图像重建函数定义如下（请查看完整的 trainer.py 以获得完整实现。）

def generate_images_pred(self, inputs, outputs):
    for scale in self.opt.scales:
        disp = outputs[("disp", scale)]
        if self.opt.v1_multiscale:
            source_scale = scale
        else:
            disp = mx.nd.contrib.BilinearResize2D(disp,
                                                  height=self.opt.height,
                                                  width=self.opt.width)
            source_scale = 0

        _, depth = disp_to_depth(disp, self.opt.min_depth, self.opt.max_depth)
        outputs[("depth", 0, scale)] = depth

        for i, frame_id in enumerate(self.opt.frame_ids[1:]):

            if frame_id == "s":
                T = inputs["stereo_T"]
            else:
                T = outputs[("cam_T_cam", 0, frame_id)]

            cam_points = self.backproject_depth[source_scale](depth,
                                                              inputs[("inv_K", source_scale)])
            pix_coords = self.project_3d[source_scale](cam_points,
                                                       inputs[("K", source_scale)],
                                                       T)

            outputs[("sample", frame_id, scale)] = pix_coords

            outputs[("color", frame_id, scale)] = mx.nd.BilinearSampler(
                data=inputs[("color", frame_id, source_scale)],
                grid=outputs[("sample", frame_id, scale)],
                name='sampler')

            if not self.opt.disable_automasking:
                outputs[("color_identity", frame_id, scale)] = \
                    inputs[("color", frame_id, source_scale)]

训练损失

我们应用标准的重投影损失来训练 Monodepth2。正如 Monodepth2 [Godard19] 所述，重投影损失包括三部分：多尺度重投影光度损失（结合了 L1 损失和 SSIM 损失）、自动遮罩损失以及 Monodepth [Godard17] 中的边缘感知平滑损失。

损失的计算定义如下（请查看完整的 trainer.py 以获得完整实现。）

def compute_losses(self, inputs, outputs):
    """Compute the reprojection and smoothness losses for a minibatch
    """
    losses = {}
    total_loss = 0

    for scale in self.opt.scales:
        loss = 0
        reprojection_losses = []

        if self.opt.v1_multiscale:
            source_scale = scale
        else:
            source_scale = 0

        disp = outputs[("disp", scale)]
        color = inputs[("color", 0, scale)]
        target = inputs[("color", 0, source_scale)]
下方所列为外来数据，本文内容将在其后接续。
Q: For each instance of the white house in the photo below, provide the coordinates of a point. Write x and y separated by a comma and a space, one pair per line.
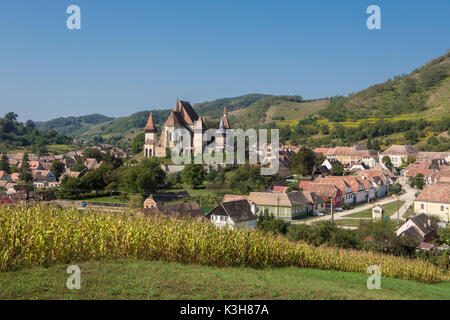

        for frame_id in self.opt.frame_ids[1:]:
            pred = outputs[("color", frame_id, scale)]
            reprojection_losses.append(self.compute_reprojection_loss(pred, target))

        reprojection_losses = mx.nd.concat(*reprojection_losses, dim=1)

        if not self.opt.disable_automasking:
            identity_reprojection_losses = []
            for frame_id in self.opt.frame_ids[1:]:
                pred = inputs[("color", frame_id, source_scale)]
                identity_reprojection_losses.append(
                    self.compute_reprojection_loss(pred, target))

            identity_reprojection_losses = mx.nd.concat(*identity_reprojection_losses, dim=1)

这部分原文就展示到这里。